With the equine patient being at the forefront of every design decision, Hallmarq's unique sMRI capability avoids the risks associated with general anesthesia and allows equine veterinarians to offer clients the most advanced lameness diagnosis method on an outpatient basis.

“Traditional lameness diagnosis is often a cycle of trial and review that relies on a slow process of elimination,” said Brown, a former veterinarian with over 20 years' experience in the veterinary profession.

“The integration of Hallmarq's standing MRI to our diagnostic imaging center at Santa Anita has been seamless,” said Dr. Ryan Carpenter, one of the on-track veterinarians at Santa Anita. “Being able to identify bone pathology at the earliest stages allows us to intervene long before these abnormalities could be seen on radiographs. Knowing that we have this technology at our fingertips where horses can literally walk out of their stall, undergo sMRI and be back in a matter of a couple hours speaks to the commitment to greater safety for our athletes.”

Hallmarq has developed unique equine expertise over almost two decades by imaging more than 100,000 horses at 100 sites over six continents. With Q-Care, Hallmarq's world-class support system, customers have experienced uptime of greater than 99% and upgrades to their systems to ensure that practices enjoy a diagnostic rate in excess of 90%.

Other racetracks have used the system, including the world-famous Hong Kong Jockey Club.

“We installed the Hallmarq standing MRI in 2013 and since then have performed hundreds of examinations of the lower limbs primarily in Thoroughbred racehorses,” said Dr. Paul Robinson, Head of Veterinary Clinical Services at the Hong Kong Jockey Club. “We have found the information obtained to be invaluable in the identification of injuries that are not visible on conventional imaging modalities and it has helped us to manage a variety of conditions using an objective, targeted approach.  Of great interest in our population is the capability to perform multiple follow-up studies of the region of interest to monitor the healing process of subchondral bone lesions in the lower cannon bone of our thoroughbred population.”

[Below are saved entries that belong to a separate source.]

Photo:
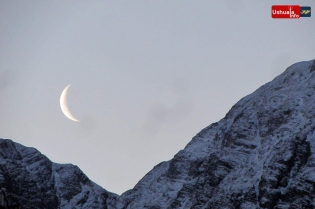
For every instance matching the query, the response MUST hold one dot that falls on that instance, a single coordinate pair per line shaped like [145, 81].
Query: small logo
[305, 11]
[285, 11]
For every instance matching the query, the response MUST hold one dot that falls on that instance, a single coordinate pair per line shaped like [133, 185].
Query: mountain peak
[260, 155]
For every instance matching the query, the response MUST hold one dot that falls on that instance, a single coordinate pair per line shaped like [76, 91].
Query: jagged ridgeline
[260, 155]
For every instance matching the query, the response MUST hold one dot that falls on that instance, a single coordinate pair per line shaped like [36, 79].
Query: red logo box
[285, 11]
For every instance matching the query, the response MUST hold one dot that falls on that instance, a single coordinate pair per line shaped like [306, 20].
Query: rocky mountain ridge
[260, 155]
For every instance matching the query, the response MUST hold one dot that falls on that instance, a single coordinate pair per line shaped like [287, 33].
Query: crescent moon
[64, 105]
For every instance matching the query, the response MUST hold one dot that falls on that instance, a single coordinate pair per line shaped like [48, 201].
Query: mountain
[260, 155]
[35, 182]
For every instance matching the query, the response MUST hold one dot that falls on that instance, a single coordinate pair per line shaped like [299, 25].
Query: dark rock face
[260, 155]
[33, 181]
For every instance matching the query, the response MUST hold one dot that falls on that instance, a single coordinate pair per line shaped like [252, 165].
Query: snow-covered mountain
[260, 155]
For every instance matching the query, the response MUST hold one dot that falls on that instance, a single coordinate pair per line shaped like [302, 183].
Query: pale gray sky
[146, 75]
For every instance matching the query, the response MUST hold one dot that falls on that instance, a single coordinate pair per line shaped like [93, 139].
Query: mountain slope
[33, 181]
[260, 155]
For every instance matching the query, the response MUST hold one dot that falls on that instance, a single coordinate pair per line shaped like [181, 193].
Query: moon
[64, 105]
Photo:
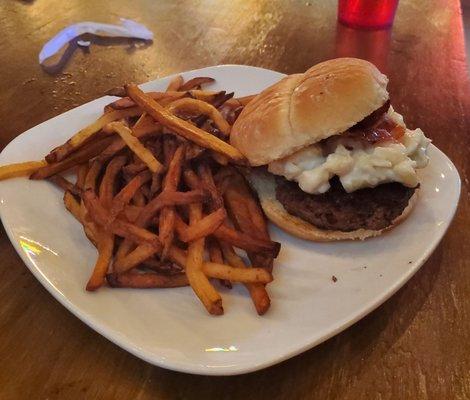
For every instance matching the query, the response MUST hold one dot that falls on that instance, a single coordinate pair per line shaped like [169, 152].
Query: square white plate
[168, 327]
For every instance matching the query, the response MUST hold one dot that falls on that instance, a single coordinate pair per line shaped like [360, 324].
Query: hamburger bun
[264, 184]
[303, 109]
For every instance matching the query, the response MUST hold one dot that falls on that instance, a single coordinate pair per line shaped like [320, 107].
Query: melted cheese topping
[357, 165]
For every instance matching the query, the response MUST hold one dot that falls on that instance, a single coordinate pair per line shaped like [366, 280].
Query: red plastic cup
[367, 14]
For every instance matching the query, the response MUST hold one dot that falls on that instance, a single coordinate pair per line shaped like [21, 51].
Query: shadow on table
[57, 63]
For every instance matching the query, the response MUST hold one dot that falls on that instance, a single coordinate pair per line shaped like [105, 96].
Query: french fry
[131, 212]
[175, 83]
[20, 169]
[195, 82]
[204, 227]
[80, 156]
[127, 192]
[82, 171]
[142, 252]
[105, 254]
[64, 184]
[207, 178]
[247, 242]
[257, 291]
[197, 107]
[181, 127]
[198, 281]
[167, 215]
[137, 147]
[91, 180]
[85, 134]
[117, 226]
[244, 275]
[128, 258]
[194, 182]
[215, 255]
[146, 280]
[168, 199]
[106, 192]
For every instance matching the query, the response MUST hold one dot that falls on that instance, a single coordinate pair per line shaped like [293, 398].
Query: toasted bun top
[303, 109]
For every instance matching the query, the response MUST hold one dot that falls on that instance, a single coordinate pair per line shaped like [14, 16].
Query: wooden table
[415, 346]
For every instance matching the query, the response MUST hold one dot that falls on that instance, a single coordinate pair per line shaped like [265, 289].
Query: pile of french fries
[159, 194]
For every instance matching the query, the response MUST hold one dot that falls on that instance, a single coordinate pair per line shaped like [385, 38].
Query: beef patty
[336, 209]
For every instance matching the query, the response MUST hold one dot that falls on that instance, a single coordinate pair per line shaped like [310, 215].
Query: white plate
[169, 327]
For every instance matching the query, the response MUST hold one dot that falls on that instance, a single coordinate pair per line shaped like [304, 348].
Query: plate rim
[117, 338]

Read more about standing MRI in this 2015 Paulick Report feature.

Standing Equine MRI Benefits:

  • MRI can show problems that are not visible, or at an earlier stage than they would show up on any other imaging method.
  • Standing MRI occurs under very light sedation, without anesthesia. This both eliminates risk of injury and makes it much easier for a client to say “yes” then conventional 'down' MRI.
  • MRI involves no radiation unlike, CT, bone scanning or radiography.